West Bank settler Beni Katzover, a former chairman of the Yesha Settlement Council, writes in “First-Rate Racist” on page 4 of Ma’ariv : “The US President did a good thing when he drew a comparison between the Jews’ suffering in World War II and the suffering of the Palestinians ‘in pursuit of a homeland,’ as he put it. Such a blatant distortion of history is not far from Holocaust denial. Making an analogy between the Jewish Holocaust and the Palestinians’ suffering is like comparing the victim with the murderer who failed to complete his mission.”

“Obama reiterated his desire for the establishment of two states for two nations in an apparent show of balance and equality between Jews and Arabs. Yet Obama ‘forgot’ that more than 1 million Arabs live in Israel, enjoying democratic rights that they cannot find anywhere among their brethren in the Arab countries. No one stands in their way when they build, even illegally, tens of thousands of homes, but we the Jews in Samaria are not allowed to live there, cannot build, and are prohibited from purchasing land. Obama, who is supposed to be sensitive to racism, himself turns into a first-rate racist. However, I believe it is ultimately all for the best: Such far-reaching falsehoods and such brutal, unbalanced pressure, will force us to go back to basics, to go back to our Jewishness and to our backbone, which have sustained us throughout the generations.”

Obama Rewrote History of Middle East, Singled Out Settlements as Obstacle to Peace

Yo’az Hendel, a researcher at Tel Aviv University’s Institute for National Security Studies, writes in “Only the Settlers Stand in His Way” on page 8 of Yedi’ot Aharonot : “Obama’s speech in Cairo yesterday is an attempt to sell the Middle East dreams for a pot of lentils. Obama is preaching to the converted, appeasing the most appeased Arabs — those who get huge financial aid from him every year — while presenting unrealistic demands from the only country in the region that has completely identified with him without playing any honor games. The new liberal US President has no intention of telling others how to live their lives. Every country, he claimed, has the right to implement its kind of ‘democracy’ as it sees fit — every country but one.

“He had no words of condemnation for the horror regime in Saudi Arabia under the leadership of his friend, the enlightened King Abdallah; the torture installations in Egypt; the attitude toward Christians and women; the poverty, tyranny, and illiteracy in most of the countries in the Arab world. He talked about all these in a far-away language as though this applied to a distant planet that is unrelated to the goal of his journey. He produced a silver platter with a recommended US ideal that everyone is welcome to taste from — and, if they don’t want to, they may very well pursue their sacred tradition, whatever it may be.

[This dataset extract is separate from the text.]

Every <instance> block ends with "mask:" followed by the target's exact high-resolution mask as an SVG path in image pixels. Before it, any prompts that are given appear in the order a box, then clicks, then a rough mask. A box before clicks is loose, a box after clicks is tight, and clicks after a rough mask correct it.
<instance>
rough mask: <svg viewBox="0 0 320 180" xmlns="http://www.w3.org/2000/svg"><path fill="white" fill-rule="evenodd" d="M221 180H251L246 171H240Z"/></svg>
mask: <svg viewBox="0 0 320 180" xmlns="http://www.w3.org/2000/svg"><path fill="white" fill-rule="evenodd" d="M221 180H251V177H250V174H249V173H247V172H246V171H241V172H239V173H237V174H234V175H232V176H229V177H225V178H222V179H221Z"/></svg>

There was only one wrongdoing which the latter-day US prophet lamented, one phenomenon that he was not prepared to gloss over and move on the day’s other affairs — the settlements.

“With the help of some talented advisers, the history of the unattainable Middle East peace has been rewritten. Gone are the internal struggles between the Sunnis and the Shiites as the focus of the fire and blaze; gone is the Arab nations’ contempt for the Palestinians and their refugees, who roam all around the Middle East; and, to the chagrin of the Oslo people, likewise gone are even the generous Israeli proposals and the bursts of violence that came in their wake.

“What remains as an obstacle to peace, according to Obama, is only that minuscule thing on the hills of Samaria. The settlers, whose vast majority is busy building houses, planting trees, and raising children (conceived, apparently, as part of natural growth). They are the ones who are responsible for the Israeli-Arab conflict. It is opposite them that a real liberal President must remain unwavering. Had we not witnessed the consequences of the dismantling of the settlements in the Gaza Strip, somebody in Israel might have thought that this is true.”